Keith Wilson

Personal information
- Full name: Arthur Keith Wilson
- Born: 26 August 1894 Brighton, Sussex, England
- Died: 8 November 1977 (aged 83) Brighton, Sussex, England
- Batting: Right-handed
- Bowling: Leg break

Domestic team information
- 1914–1934: Sussex

Career statistics
| Competition | First-class |
| Matches | 17 |
| Runs scored | 546 |
| Batting average | 19.50 |
| 100s/50s | 1/3 |
| Top score | 134 |
| Balls bowled | 222 |
| Wickets | 3 |
| Bowling average | 73.66 |
| 5 wickets in innings | – |
| 10 wickets in match | – |
| Best bowling | 2/39 |
| Catches/stumpings | 4/– |
- Source: Cricinfo, 18 May 2013

= Keith Wilson (cricketer) =

English cricketer (1894–1977)

Arthur Keith Wilson (26 August 1894 – 8 November 1977) was an English cricketer. Wilson was a right-handed batsman who bowled leg break. He was born at Brighton, Sussex.

Wilson was educated at Brighton College, where he played cricket for the college team in 1911. His first-class debut for Sussex came against Northamptonshire in the 1914 County Championship, with him scoring an unbeaten 78 on debut. He made a further appearance in that season's County Championship against Gloucestershire, before the season was curtailed by the start of the First World War. Following the conclusion of the war, Wilson returned to playing first-class cricket for Sussex in the 1919 County Championship, making seven appearances in that season, with the season including his only first-class century with a score of 134 against Northamptonshire. He played twice for Sussex in the 1920 County Championship against Warwickshire and Middlesex, as well as playing a first-class match for the Gentlemen of the South against the Players of the South. His next first-class appearances for Sussex came in two university matches in 1923 against Oxford University and Cambridge University, before making two further appearances for the county in the 1925 County Championship against Hampshire and Somerset. Following a nine-year absence from first-class cricket, Wilson played one final first-class match for Sussex in the 1934 County Championship against Kent, scoring 69 in his final match.

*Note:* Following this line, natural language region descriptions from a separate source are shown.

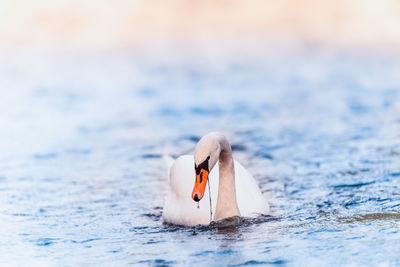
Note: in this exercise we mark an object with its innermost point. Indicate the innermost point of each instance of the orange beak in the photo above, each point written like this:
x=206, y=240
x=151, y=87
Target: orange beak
x=200, y=185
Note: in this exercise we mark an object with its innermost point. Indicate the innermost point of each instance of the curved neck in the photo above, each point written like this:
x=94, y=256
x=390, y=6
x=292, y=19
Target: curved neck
x=226, y=203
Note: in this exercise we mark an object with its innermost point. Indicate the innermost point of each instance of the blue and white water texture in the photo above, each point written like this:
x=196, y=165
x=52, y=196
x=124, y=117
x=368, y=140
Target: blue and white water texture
x=82, y=178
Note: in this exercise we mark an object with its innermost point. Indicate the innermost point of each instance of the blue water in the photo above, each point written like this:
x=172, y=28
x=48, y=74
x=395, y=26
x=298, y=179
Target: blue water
x=82, y=180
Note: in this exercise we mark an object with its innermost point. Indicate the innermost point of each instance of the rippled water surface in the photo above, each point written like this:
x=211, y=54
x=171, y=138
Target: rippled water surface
x=82, y=179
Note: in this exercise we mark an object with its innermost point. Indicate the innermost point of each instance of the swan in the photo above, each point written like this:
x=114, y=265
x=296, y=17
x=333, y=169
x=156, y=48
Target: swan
x=234, y=191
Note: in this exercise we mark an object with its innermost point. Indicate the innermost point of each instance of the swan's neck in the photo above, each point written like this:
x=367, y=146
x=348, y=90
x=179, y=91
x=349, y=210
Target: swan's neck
x=226, y=203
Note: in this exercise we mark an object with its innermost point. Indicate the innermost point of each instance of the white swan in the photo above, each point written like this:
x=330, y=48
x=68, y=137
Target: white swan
x=234, y=191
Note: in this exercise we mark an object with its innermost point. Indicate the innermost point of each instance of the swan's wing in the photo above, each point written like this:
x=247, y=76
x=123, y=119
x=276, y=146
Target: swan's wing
x=168, y=162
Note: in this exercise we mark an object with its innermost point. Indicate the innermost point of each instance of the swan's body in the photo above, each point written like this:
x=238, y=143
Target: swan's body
x=234, y=191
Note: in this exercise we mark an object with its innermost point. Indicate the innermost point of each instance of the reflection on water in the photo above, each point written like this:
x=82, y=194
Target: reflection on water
x=82, y=178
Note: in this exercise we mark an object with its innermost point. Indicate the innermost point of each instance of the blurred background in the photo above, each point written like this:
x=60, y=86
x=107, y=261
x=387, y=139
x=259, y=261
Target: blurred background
x=93, y=93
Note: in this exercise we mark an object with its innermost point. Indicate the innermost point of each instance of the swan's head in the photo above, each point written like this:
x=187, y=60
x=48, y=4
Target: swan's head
x=206, y=155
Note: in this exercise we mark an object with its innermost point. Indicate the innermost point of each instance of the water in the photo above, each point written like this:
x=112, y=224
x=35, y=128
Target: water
x=82, y=180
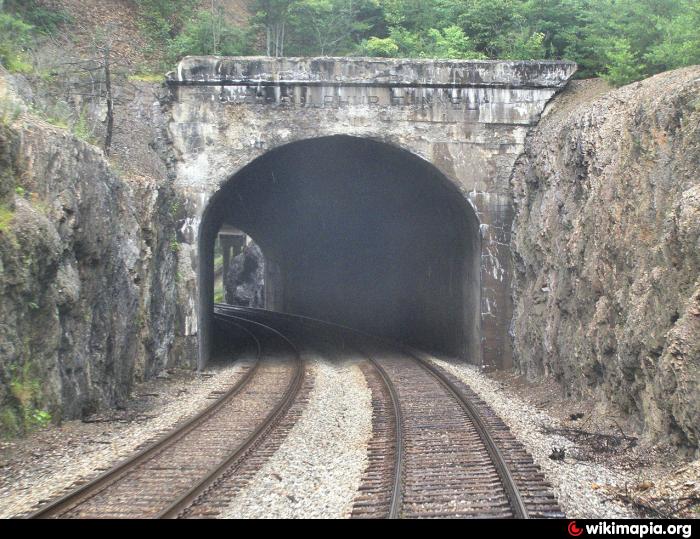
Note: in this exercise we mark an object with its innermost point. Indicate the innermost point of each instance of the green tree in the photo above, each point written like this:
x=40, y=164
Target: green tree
x=622, y=66
x=15, y=38
x=208, y=33
x=328, y=27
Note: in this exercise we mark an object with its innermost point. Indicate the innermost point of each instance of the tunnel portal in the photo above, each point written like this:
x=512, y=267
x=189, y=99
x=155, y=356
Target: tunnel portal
x=360, y=233
x=364, y=231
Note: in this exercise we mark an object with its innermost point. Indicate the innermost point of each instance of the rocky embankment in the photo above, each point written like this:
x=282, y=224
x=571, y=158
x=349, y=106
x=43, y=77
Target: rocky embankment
x=607, y=251
x=87, y=273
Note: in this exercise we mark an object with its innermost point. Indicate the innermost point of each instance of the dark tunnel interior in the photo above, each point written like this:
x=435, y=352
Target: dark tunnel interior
x=359, y=233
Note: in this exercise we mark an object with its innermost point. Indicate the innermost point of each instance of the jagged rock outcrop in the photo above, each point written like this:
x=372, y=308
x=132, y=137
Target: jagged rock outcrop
x=87, y=274
x=245, y=281
x=607, y=250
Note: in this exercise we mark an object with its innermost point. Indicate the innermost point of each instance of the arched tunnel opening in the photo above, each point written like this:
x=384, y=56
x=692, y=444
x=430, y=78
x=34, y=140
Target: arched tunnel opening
x=356, y=232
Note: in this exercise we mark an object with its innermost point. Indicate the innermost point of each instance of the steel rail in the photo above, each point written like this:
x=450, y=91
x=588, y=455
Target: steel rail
x=105, y=480
x=397, y=490
x=256, y=437
x=509, y=485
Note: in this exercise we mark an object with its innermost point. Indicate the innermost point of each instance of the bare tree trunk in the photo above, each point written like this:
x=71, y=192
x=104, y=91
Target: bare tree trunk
x=110, y=103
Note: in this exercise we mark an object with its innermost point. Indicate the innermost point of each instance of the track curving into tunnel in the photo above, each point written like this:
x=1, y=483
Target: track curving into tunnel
x=436, y=451
x=164, y=479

Described in his Wisden obituary as a "good bat and an especially skilful cutter", Wilson scored 546 runs at an average of 19.50, with three half centuries and a single aforementioned century. Additionally described in Wisden as having taken "hundreds of wickets in minor cricket with slow flighted leg-breaks", Wilson was less successful in first-class cricket, bowling 37 overs and taking two wickets for Sussex and one for the Gentlemen of the South, at an overall bowling average of 73.66. For a time Wilson was later the Chairman of Sussex County Cricket Club, while during World War II he was credited with keeping cricket going at the County Ground. He died at the town of his birth on 8 November 1977.